The leaked transcripts of President Donald Trump’s call with Australian Prime Minister Malcolm Turnbull have dominated headlines from Washington to Canberra, documenting the pique, the politics and the clash of personalities. Trump’s critics wield the transcript as evidence, they say, of a hopelessly unprepared Diplomat in Chief; his defenders point to the leak itself as the miscarriage of justice.
But among all the sound and fury, no one is talking about the substance of what these two leaders were fighting over — when the well-being of 2,000 actual human beings hangs in the balance.
Despite all they’ve read, most people likely remain unsure as to whether and how the refugee resettlement agreement between the United States and Australia will be honored.
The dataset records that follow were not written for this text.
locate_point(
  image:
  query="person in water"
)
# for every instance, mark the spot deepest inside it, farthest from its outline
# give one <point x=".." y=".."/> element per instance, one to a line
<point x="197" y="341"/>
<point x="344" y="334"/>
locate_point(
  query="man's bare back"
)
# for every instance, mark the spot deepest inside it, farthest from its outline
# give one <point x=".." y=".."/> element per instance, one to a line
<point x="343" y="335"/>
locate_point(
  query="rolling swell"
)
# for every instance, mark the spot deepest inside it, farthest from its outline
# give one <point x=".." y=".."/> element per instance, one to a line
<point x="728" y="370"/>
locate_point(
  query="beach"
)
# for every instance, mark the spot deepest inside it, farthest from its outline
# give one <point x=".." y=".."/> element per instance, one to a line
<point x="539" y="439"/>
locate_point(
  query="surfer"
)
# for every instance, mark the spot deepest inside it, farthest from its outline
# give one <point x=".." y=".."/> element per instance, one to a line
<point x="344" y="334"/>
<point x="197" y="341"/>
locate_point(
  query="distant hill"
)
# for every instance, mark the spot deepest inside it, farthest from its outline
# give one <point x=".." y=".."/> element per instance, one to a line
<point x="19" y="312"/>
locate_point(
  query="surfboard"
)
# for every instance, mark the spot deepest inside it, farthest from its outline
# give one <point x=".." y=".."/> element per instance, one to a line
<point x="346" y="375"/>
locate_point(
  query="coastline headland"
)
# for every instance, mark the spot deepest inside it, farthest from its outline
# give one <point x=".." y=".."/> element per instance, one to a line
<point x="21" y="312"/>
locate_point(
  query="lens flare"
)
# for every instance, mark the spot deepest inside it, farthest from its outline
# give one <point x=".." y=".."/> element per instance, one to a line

This isn’t just another Washington, D.C., “process story” — and shame on us if we let it become one.
I was the Obama Administration official responsible for negotiating the agreement with Australia’s Department of Foreign Affairs and Trade to bring relief to approximately 1,200 asylum seekers on the islands of Nauru and Manus, most of whom are held in detention centers there. These are people who risked their lives on makeshift boats to flee conflict and the lack of access to basic means of survival but were turned back by an Australian government that refuses asylum seekers who arrive by sea. As we fuss and fret over the clash of presidential and prime ministerial personalities, actual human beings suffer.
While the last Administration strongly pressed the Australian government to change its policy toward asylum seekers, we also sought to immediately relieve the suffering of these refugees and agreed to resettle up to 1,200 after they went through the U.S. government’s rigorous refugee screening processes. (Refugees are subject to the most thorough vetting of any visitor to the United States.) We also made clear that while we disagreed with their policy of detention, Australia is a critical ally — particularly in the Pacific — and a leader in humanitarian assistance and refugee resettlement globally.
I only know all this because of my former role as Deputy Secretary of State, not because of anything I am reading in the newspapers or watching on television — and that’s part of the problem. If we don’t even discuss the underlying facts of international debates and disagreements, how are we ever going to build anything resembling consensus to address them?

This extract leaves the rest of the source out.